Making only short-term gains will see US make major mistakes
Published: Mar 29, 2021 01:33 PM
Illustration: Liu Rui/GT

Illustration: Liu Rui/GT

Since Joe Biden took office, US foreign policy has undergone significant adjustments. It seems that the Washington that we are familiar with has returned to the world stage. Even though the Biden administration's diplomatic thinking can by no means return to what it was during the presidency of Barack Obama, it still is a mixture of the policy legacy of the last two US presidents. 

This is clearly reflected in Washington's policies toward Beijing and Moscow. The Cold War mentality of competition held by the US has not weakened, instead, it continues to strengthen under Biden's slogan of uniting US allies and building value-oriented diplomacy. Washington is making another serious strategic mistake.

At the policy level, the Biden administration has not stopped suppressing China and Russia. This will only give the two countries more common ground to coordinate needs on issues regarding the US. 

In terms of China, the US government is still comprehensively assessing its overall strategy and policy framework toward China. But it has clearly positioned China as the "most serious competitor" and made managing China's rise the greatest geopolitical challenge to the US. Washington claims to seek "competition without catastrophe" with Beijing and to gain advantages by strengthening itself and its so-called moral leadership. It hopes to win the strategic competition that will define the landscape of the world in the 21st century.

Regarding Russia, the Biden administration continues to view moves from Moscow as security threats and challenges. It has no intention of resetting US-Russia relations in the short term. It has accused Russia of interfering in the US election. It is also using the Navalny affair as a reason to jointly introduce sanctions against Russia with Europe. Relations between the two countries have hit a new low.
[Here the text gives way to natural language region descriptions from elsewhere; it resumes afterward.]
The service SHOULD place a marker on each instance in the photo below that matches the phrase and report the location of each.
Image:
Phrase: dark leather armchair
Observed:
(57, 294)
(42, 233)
During Donald Trump's presidency, some in the US strategic community suggested that Washington should ease relations with Moscow. Some even put forward the idea that Washington should draw Moscow over to its side to confront Beijing. However, the Biden administration is still taking the path of confrontation with both countries at the same time. This precisely shows that Washington has lost the necessary ability to correct its strategic mistakes under the current situation.
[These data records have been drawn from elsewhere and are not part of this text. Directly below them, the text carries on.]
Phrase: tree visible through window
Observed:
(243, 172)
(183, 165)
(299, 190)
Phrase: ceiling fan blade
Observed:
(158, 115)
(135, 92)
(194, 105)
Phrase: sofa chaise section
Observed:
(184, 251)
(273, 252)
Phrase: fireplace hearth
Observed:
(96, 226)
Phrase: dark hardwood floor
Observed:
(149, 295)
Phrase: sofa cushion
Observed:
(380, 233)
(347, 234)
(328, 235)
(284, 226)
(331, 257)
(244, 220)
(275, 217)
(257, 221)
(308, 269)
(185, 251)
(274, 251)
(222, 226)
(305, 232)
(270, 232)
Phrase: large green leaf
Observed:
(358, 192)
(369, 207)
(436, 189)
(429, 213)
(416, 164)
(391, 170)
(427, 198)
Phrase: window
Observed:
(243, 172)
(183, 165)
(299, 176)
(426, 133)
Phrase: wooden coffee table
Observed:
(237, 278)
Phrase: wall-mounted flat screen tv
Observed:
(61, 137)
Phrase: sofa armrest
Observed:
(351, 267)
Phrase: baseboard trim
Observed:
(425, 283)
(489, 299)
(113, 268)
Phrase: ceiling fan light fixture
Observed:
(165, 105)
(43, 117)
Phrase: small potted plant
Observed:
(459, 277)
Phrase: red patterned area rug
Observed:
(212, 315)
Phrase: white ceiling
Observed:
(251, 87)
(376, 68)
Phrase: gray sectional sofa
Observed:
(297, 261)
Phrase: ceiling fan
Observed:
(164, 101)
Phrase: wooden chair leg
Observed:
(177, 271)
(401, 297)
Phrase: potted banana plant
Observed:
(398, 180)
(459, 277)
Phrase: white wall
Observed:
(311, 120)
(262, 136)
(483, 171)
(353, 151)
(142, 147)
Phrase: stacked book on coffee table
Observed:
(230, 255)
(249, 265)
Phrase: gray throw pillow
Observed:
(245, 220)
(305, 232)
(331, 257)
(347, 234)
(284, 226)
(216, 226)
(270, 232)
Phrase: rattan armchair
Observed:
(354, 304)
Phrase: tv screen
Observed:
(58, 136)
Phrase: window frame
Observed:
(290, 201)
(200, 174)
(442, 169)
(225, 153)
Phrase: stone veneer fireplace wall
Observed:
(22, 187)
On the one hand, the Biden administration recognizes the reality of the relative decline of US strength in the world. It believes that peace and development are no longer the mainstream international situation; only through competition can the US regain its leadership position. As Europe is one of the US allies, China and Russia have naturally become the most powerful competitors in Washington's eyes. 

However, the Biden administration has adjusted the way of competition. Instead of using rude power or fighting alone as Trump did, Washington now emphasizes value-oriented diplomacy to build Western consensus. In this way, the US reduces the pressure of competition through the alliance system, hoping that this bloc-like confrontation will win a dominant position for it.

On the other hand, diplomacy is the extension of internal politics. US domestic politics is increasingly becoming an important factor in shaping US foreign policies. Although the transition of power has completed, the US has not transited from "Trumpism" to "Bidenism." Forces that support Trump still exist. Moreover, the China and Russia policy of the new administration is largely confined by US domestic politics.

Until the 2022 mid-term election (or even the 2024 presidential election), foreign policy can hardly become a plus for Biden and his Democratic Party to obtain more votes. The American public cares more about whether the government can lead the country out of the pandemic and revive the economy. At a time when US political polarization intensifies, Biden will not compromise with the Republicans. In this case, he may be propelled to give way in foreign policies and choose a tougher approach in dealing with China and Russia.

Therefore, as the Biden administration continues to label China and Russia as "strategic competitors," it can only adapt to the means of competition in concrete agendas. It must manage matters in exchange for the Republicans' support and cooperation in domestic affairs. The US only eyes for short-term gains regardless of long-term impacts. But if it continues to indulge in a Cold War-like confrontational mentality, this will be a major mistake. It may very well lead to the US to make strategic mistakes with their courses of action.